Fête du drapeau
Fanmi Lavalas et la Convergence «dialoguent»Pour la commémoration du 198e anniversaire du drapeau haïtien le vendredi 18 mai 2001, le président de la République Jean-Bertrand Aristide s'est rendu conformément à la tradition à l'Arcahaie où le 18 mai 1803 le bicolore national avait été créé. Il était accompagné de la première dame Mildred Trouillot Aristide et d'une délégation composée du Premier ministre Chérestal, de membres du cabinet ministériel, du corps diplomatique. D'abord, montée du drapeau par le président et son épouse sur la place d'armes, puis le Te Deum concélébré en l'église Notre-Dame du Mont-Carmel par le curé Evans Dorsainville et le père Madelon en présence aussi du maire de l'Arcahaie Sergo Julio Joseph et d'autres notables. Après la cérémonie religieuse devaient suivre le dépôt d'une gerbe de fleurs au pied de la statue de la mère du drapeau Catherine Flou, le défilé de majorettes et les discours.
Dans son message à la nation, le chef de l'Etat a d'abord fait un bref rappel historique du drapeau haïtien, et prôné d'apparentes mesures patriotiques: «Je demande à tous les bureaux publics, toutes les écoles publiques et privées de faire la montée du drapeau à 8 heures du matin pour le descendre dans l'après-midi. Alors tout le monde doit s'arrêter pour saluer le drapeau à sa montée ou à sa descente», a dit Aristide. Ce geste symbolique suffira t-il à rendre aux Haïtiens la fierté et l'orgueil national alors que leurs dirigeants trafiquent avec la souveraineté nationale?

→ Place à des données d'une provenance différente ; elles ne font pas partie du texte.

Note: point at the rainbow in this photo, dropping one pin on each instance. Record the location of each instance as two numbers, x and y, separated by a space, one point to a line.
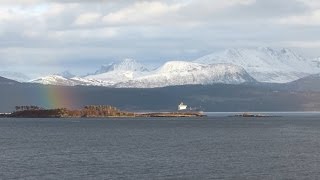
57 97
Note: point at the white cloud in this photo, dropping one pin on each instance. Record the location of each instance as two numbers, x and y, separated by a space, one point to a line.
87 18
311 19
141 12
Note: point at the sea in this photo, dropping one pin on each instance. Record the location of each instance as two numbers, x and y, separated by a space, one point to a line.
220 146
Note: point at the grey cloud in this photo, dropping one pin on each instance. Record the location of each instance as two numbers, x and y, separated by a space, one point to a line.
53 39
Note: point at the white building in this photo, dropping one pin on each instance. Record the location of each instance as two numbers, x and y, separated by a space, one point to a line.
182 106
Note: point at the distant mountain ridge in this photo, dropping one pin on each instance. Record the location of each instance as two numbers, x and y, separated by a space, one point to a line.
266 64
232 66
16 76
7 81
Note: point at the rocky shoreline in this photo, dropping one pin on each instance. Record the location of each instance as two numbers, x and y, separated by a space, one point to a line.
89 112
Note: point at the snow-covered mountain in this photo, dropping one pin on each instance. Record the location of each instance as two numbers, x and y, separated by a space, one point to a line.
6 81
184 73
114 73
20 77
66 74
130 73
266 64
232 66
125 65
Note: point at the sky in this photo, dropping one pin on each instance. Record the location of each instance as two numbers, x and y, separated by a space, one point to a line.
39 37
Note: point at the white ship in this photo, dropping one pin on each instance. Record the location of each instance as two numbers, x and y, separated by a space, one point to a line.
182 107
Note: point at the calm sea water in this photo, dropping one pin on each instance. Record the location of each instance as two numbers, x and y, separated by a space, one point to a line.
205 148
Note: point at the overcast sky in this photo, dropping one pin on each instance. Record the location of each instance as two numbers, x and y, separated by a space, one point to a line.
47 36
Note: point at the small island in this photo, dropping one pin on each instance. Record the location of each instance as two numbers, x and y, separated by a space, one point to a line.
92 111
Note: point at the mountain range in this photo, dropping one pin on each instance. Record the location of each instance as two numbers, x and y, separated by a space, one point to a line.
231 66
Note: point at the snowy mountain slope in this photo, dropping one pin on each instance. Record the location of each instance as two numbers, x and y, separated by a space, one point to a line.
265 64
125 65
7 81
15 76
118 72
59 80
183 73
232 66
66 74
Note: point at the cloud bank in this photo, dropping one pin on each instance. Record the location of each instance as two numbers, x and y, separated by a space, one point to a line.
44 36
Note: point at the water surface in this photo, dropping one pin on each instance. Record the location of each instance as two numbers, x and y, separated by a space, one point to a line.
204 148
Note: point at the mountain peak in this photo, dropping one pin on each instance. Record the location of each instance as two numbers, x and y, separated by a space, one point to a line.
125 65
66 74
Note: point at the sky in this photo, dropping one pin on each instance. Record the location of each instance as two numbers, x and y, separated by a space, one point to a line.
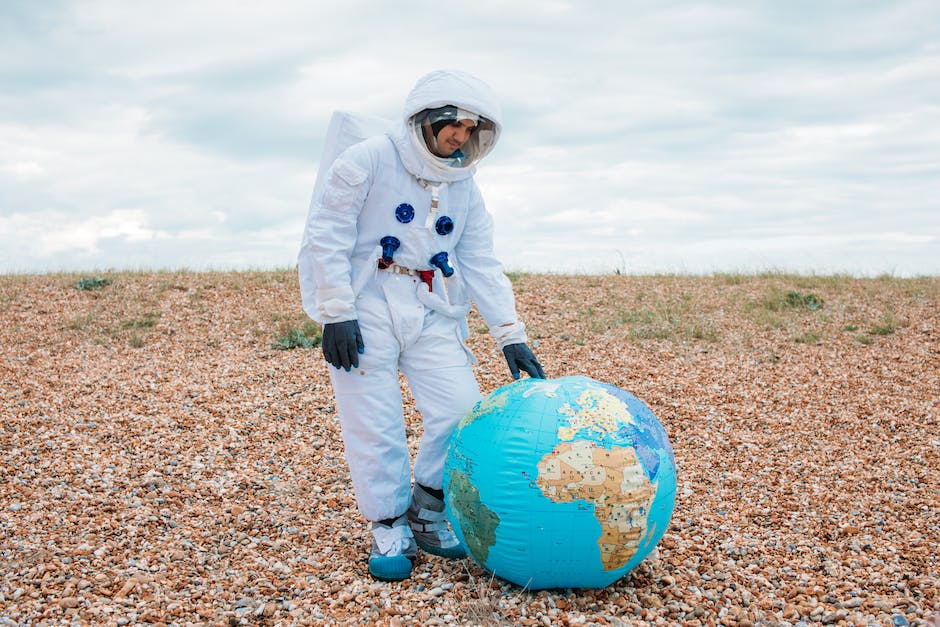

Puis c'était l'inévitable retour à la crise post-électorale, où le président opérait une autre plongée dans l'antiquité grecque, cette fois: «S'il est permis de comparer les petites choses aux grandes, tendons à transcender nos divergences politiques par une convergence patriotique. A Darius qui demandait le partage de l'Asie, Alexandre le Grand répondit: "La terre ne peut tolérer deux soleils!" A mes chers compatriotes de l'opposition, j'adresse mes voeux de paix en soulignant que la terre d'Haïti ne peut tolérer qu'un soleil démocratique dont nous pouvons être tous des rayons de paix», a t-il dit. Ces appels répétés à l'opposition font désormais partie de la routine quotidienne. Mais cette dernière demeure sourde ou plutôt ces invitations ne font qu'attiser la rivalité des deux camps que rien de fondamental ne distingue plus. «Trop de souffrances, trop de dilatoires, trop d'argent bloqué à l'extérieur à cause d'une crise qui a affecté trop d'innocents», a ajouté Aristide qui pense qu'«Haïti a l'impérieuse obligation de créer ce climat de paix, condition sine qua non pour promouvoir la production nationale, l'investissement et le développement durable».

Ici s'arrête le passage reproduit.